Coronavírus

Onde começa o dever de defender a saúde pública e termina o direito à liberdade religiosa?

Carlos Barria

Igreja fora do plano de combate ao coronavírus em vários estados norte-americanos

Especial Coronavírus

Numa altura em que a Igreja celebra o período da Páscoa, o The Guardian relata a dificuldade que as autoridades norte-americanas têm enfrentado, na tentativa de impedir que sejam realizadas as cerimónias. O que está a acontecer no estado da Flórida é exemplo disso mesmo.

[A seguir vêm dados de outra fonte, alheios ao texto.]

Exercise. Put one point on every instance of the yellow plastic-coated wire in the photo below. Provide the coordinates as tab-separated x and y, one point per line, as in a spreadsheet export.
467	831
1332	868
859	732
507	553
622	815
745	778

Na semana passada, depois de ter sido preso por ter levado adiante o culto religioso, um pastor afirmou que estava a ser vítima de um Governo tirânico.

Depois disso, Ron DeSantis, Governador estadual, republicano, acabou por determinar que os serviços religiosos passassem a ser considerados como atividades essenciais.

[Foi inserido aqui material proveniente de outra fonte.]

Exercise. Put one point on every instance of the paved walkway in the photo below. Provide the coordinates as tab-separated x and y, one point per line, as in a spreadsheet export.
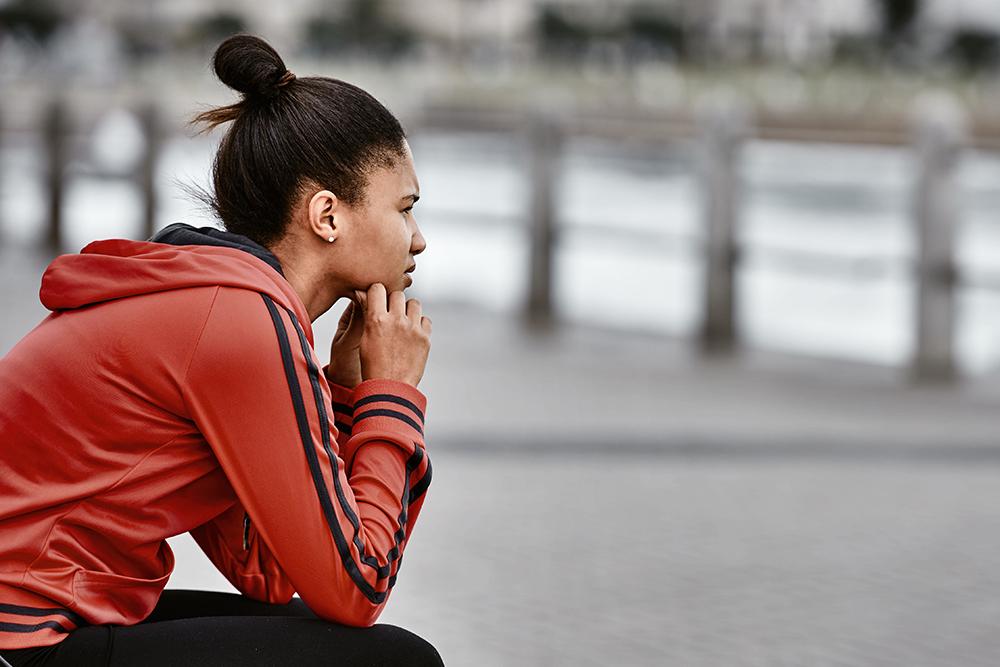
603	498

"Não acho que o Governo tenha autoridade para fechar uma igreja. Certamente não vou fazer isso", disse DeSantis. "Na época da Páscoa, as pessoas vão querer ter acesso a serviços religiosos."

A reação às regras impostas pelas autoridades de saúde pública do país, não só não foi ato isolado, como tem vindo a crescer nos últimos dias.

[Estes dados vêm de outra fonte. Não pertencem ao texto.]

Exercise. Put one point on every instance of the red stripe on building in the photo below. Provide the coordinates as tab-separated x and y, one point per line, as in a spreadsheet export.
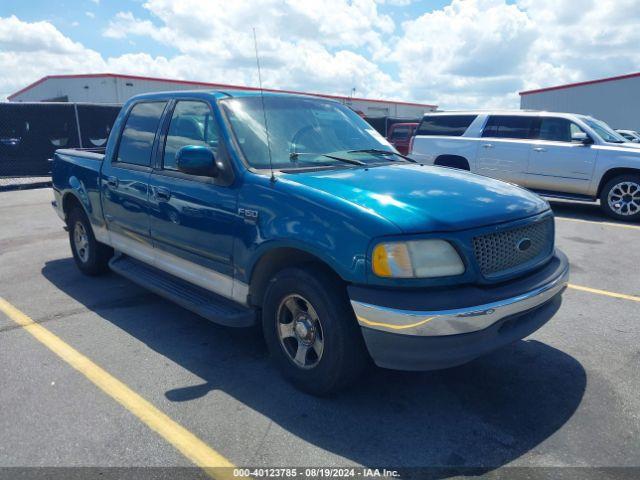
207	84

Greg Abbott, governador do Texas, assinou mesmo uma ordem onde designou os serviços religiosos como "essenciais", remetendo para as paróquias a decisão de celebrar ou não o culto.

E os exemplos repetem-se um pouco por todo o país: Delaware, Louisiana, Michigan, Mississippi, New Hampshire, Tennessee e Virgínia Ocidental, juntam-se à lista.

De acordo com o The Guardian, quase todos os estados norte-americanos, que ocupam lugares cimeiros em número de infectados com o coronavírus, têm previstas excepções ao confinamento obrigatório para os encontros de carácter religioso.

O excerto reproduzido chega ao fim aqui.